Ororya guettait avec curiosité les réactions de Melexe face à sa proposition qui frisait l’imprudence. Mais les secrets que renfermait le Donjon Rouge avaient eu don de mystifier l’endroit à travers diverses légendes et bruits de couloir qui ne manquaient pas d’émoustiller la dornienne. Quel soulagement ce fut pour elle lorsqu’elle constata que le prince était tout aussi intrigué par l’apparition du mystérieux passage secret. Ororya sentait son derme taquiné par la brise glaciale qui émergeait de ce sombre couloir – cul de sac ou cachette réservée aux oreilles indiscrètes ? La donzelle savait qu’elle irait, que ce soit avec ou sans son compagnon, mais ce genre d’exploration était toujours plus amusante à deux. Et Melexe dégageait une assurance qui ne faisait que la conforter dans cette idée. Se balançant imperceptiblement avec impatience, la jeune femme se pencha légèrement vers le couloir avant de tourner son visage en direction du Prince des Iles. Les paroles de ce dernier lui arrachèrent d’ailleurs un petit rire cristallin. Oh, l’idée de croiser un fantôme ou quelconque créature défrayant l’imaginaire était une crainte enfantine, mais Ororya était bien trop terre-à-terre pour y accorder crédit. Alors pourquoi la chair de poule lui couvrait-elle les bras ?
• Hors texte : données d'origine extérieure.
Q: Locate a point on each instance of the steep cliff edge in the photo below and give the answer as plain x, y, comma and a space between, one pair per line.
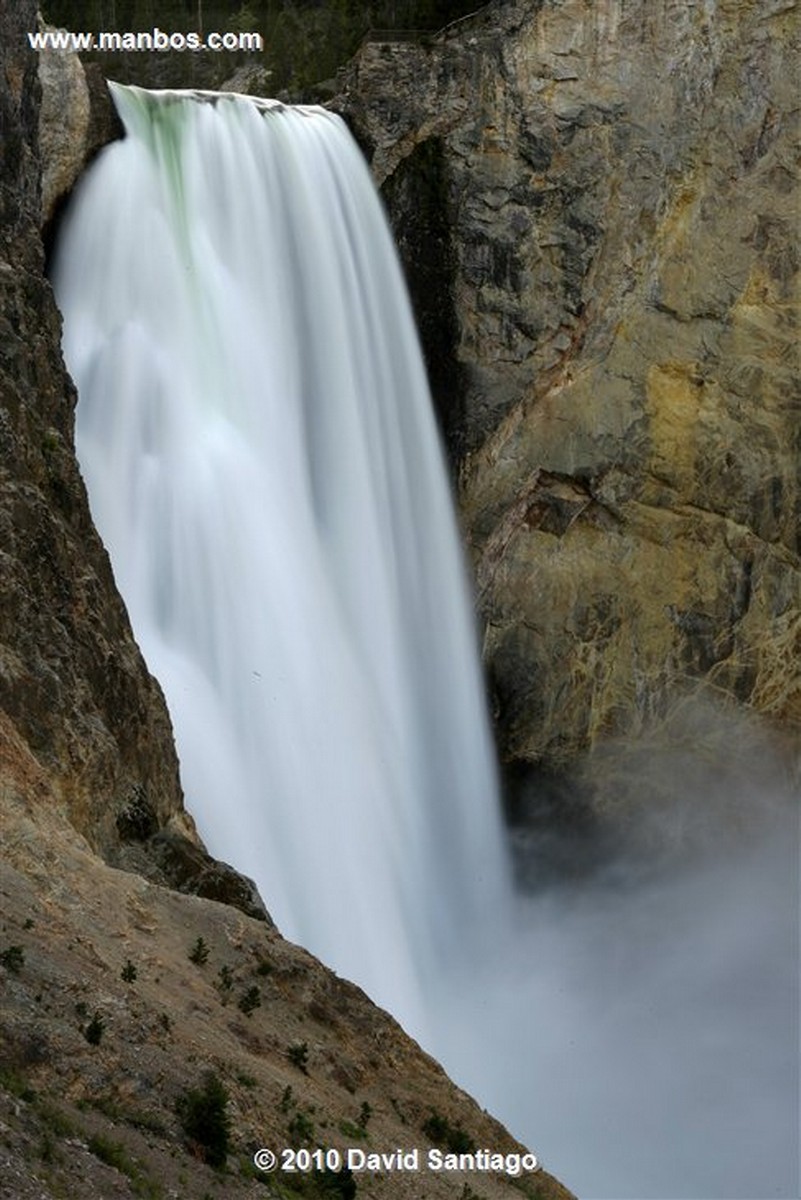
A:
71, 678
118, 996
613, 306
Melexe était enclin à retrouver son singe, et à restituer à Ororya le bien qu’il lui avait dérobé – et c’est d’un air songeur qu’elle scruta la pierre rouge qui façonnait le mur dans laquelle la porte dérobée avait coulissé. Elle trouvait ça tellement intriguant qu’elle ne pouvait se résoudre à rester de marbre. La voix de Melexe lui intima prudence, et la donzelle salua la présence d’esprit de ce dernier. Elle ne comptait pas croupir, coincée entre deux murs dans les dédales de la Tour de la Main. L’idée d’effrayer Brynden Rivers lui-même en soupirant tel un fantôme derrière ses murs avait néanmoins de quoi l’amuser. Elle chassa le sourire stupide qui s’était vissé sur ses lèvres pour reporter son attention sur l’homme à la peau d’ébène.

« J’ai plus tendance à craindre de me trouver coincée dans cet endroit que trembler devant les fantômes qui pourraient se cacher au détour de ces obscurs couloirs. » – Lui glissa-t-elle avec un sourire convenu. « Mais au moins, ce n’est pas la solitude qui me tuera et nous pourrons jouer à celui qui crie le plus fort. »

D’une petite risette amusée, la dornienne fit signe à son comparse. Elle comptait bien mettre la main sur ce rusé de singe. Après que Melexe eut placé une armure pour leur garder le passage ouvert, il s’exprima avec entrain et elle ouvrit la marche, lui décochant un sourire malicieux. Elle serait donc les « muscles » et lui le cerveau dans cette escapade somme toute surprenante. Lorsqu’il lui coula une remarque complaisante, Ororya crut qu’il la charriait, mais elle eut vite fait de croiser son regard noir d’encre pour s’assurer que non.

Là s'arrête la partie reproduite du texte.